When you choose cloud computing, you will have user data stored in remote servers that can be run by a third party and accessed via the Internet. So, the chances of the data getting compromised are understandably high. In other words, information which is kept inside cloud storage may not be always confidential. Confidentiality refers to prevention of unauthorized data access and ensuring that only users with the rightful permission have access to such stored data.

Why is sensitive data stored in cloud not always private?

The cloud is no doubt a convenient medium for storing data for SMBs and extremely popular because it is flexible, cost-effective and adaptable to different types of businesses, regardless of size or needs. But, at the same time, you should be cautious when using cloud storage as not all types of data is fit for it. For instance, data which is complied by small enterprises that are involved in research activities will have information which is sensitive and private. The lab notes will typically have to be kept private as they may have data which is otherwise not protectable. Such notes may be basis for patent application and this means that all the data contained therein has to remain undisclosed till the time the patent gets filed. 

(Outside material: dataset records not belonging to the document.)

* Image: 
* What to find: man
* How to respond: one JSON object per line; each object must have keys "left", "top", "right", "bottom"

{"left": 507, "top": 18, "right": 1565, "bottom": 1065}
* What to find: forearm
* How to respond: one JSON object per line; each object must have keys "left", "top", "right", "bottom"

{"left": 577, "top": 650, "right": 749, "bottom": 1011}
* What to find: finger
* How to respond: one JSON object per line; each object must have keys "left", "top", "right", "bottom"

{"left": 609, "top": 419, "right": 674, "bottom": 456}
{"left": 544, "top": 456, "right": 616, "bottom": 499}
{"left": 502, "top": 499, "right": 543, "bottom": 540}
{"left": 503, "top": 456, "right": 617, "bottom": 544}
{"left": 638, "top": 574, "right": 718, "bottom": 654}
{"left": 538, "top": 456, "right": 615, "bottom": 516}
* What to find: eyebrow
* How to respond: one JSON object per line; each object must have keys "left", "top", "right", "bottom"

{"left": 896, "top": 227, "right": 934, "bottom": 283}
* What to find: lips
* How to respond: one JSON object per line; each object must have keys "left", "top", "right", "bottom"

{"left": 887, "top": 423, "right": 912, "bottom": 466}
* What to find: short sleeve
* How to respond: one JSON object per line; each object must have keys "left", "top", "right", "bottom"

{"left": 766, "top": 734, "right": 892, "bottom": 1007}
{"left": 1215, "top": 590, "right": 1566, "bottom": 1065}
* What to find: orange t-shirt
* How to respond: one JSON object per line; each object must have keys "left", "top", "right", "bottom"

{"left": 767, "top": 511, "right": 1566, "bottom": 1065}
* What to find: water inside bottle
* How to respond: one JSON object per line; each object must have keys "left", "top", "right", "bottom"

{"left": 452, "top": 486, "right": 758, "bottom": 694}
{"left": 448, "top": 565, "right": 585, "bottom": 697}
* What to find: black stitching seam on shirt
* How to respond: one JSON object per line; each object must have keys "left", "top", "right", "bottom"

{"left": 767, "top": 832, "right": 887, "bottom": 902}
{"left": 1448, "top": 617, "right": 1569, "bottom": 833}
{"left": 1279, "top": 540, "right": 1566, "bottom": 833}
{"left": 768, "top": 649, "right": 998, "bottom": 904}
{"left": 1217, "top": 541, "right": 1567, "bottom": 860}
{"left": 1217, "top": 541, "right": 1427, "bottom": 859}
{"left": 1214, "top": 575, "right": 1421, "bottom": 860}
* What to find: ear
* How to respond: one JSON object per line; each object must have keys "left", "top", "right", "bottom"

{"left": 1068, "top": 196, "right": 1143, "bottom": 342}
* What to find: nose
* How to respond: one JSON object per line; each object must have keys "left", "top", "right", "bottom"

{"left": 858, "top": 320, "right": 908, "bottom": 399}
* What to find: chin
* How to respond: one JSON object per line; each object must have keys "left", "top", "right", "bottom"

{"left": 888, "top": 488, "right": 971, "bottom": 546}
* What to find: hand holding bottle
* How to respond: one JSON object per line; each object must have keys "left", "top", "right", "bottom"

Just like paper notes which one would have to keep inside safes, electronic data must be also be technologically protected. So, there has to be proper encryption methods and passwords which can prevent unauthorized data access. These must also be updated and changed from time to time. Storing electronic data or physical data on-site involved deploying multiple security measures which are designed to protect the data. This also means that when data is stored in clouds, you actually have limited powers to ensure it stays safe and completely free from leakages or unauthorized disclosures.

In cloud storage, there will be many storage locations which are spread across the globe. Such locations are not always clearly defined. Moreover, the staff which works for your provider will have to manage such data. So, for sensitive data stored in a cloud, there will always be risks particularly since legal framework for the cloud remains uncertain. To be sure that your cloud provider can offer secure storage, you should ideally read through reviews, compare their plans and choose one after carefully reviewing its stand on data loss issues, confidentiality and security. But all said and done, when you choose cloud storage for highly confidential data, even when it is being offered by reputed and reliable vendors, one cannot eliminate risks altogether.

If you are still interested in readymade cloud services like those which the popular cloud service providers offer, you must carry out proper review of the provider’s SLA before you sign up. You should look at the provisions and disclaimers on confidentiality and provider’s responsibility when there is a data loss incident or an unauthorized disclosure. When you have “click-through” terms there is hardly room for negotiations; in other words, the providers will assure that data will be kept confidential and that the staff is also committed to guaranteeing this. But the liability provisions are not clearly stated and this is why data confidentiality may not be fully guaranteed. Most of the providers will steer clear of making any clear declaration of protecting data confidentiality. They will not accept liability for it and there is usually a lack of clarity and transparency regarding the limit up to which data security has been guaranteed.

When you read through the terms and conditions of the agreements you will see there are provisions where data disclosure can be actually requested. When there are sudden leaks provider liability is not known and some contracts are totally silent on the key terms. Uncertainly is also noticeable on issues like applicability of the EU laws for international data transfer. So, in other words, storage vendors will try and give you a secure storage space. They will also impose obligations of confidentiality on their staffs. But one cannot declare that the storage is going to be risk-free. Recently in 2017, data belonging to 200 million Americans was disclosed; Verizon, an Israeli company, had also announced a leak of data belonging to 6 million clients at that time. Representatives of both these companies had explained the events as “human factor” which proves that centralized cloud storage may not be reliable. Today however, this problem of secure storage is being resolved through blockchain technologies.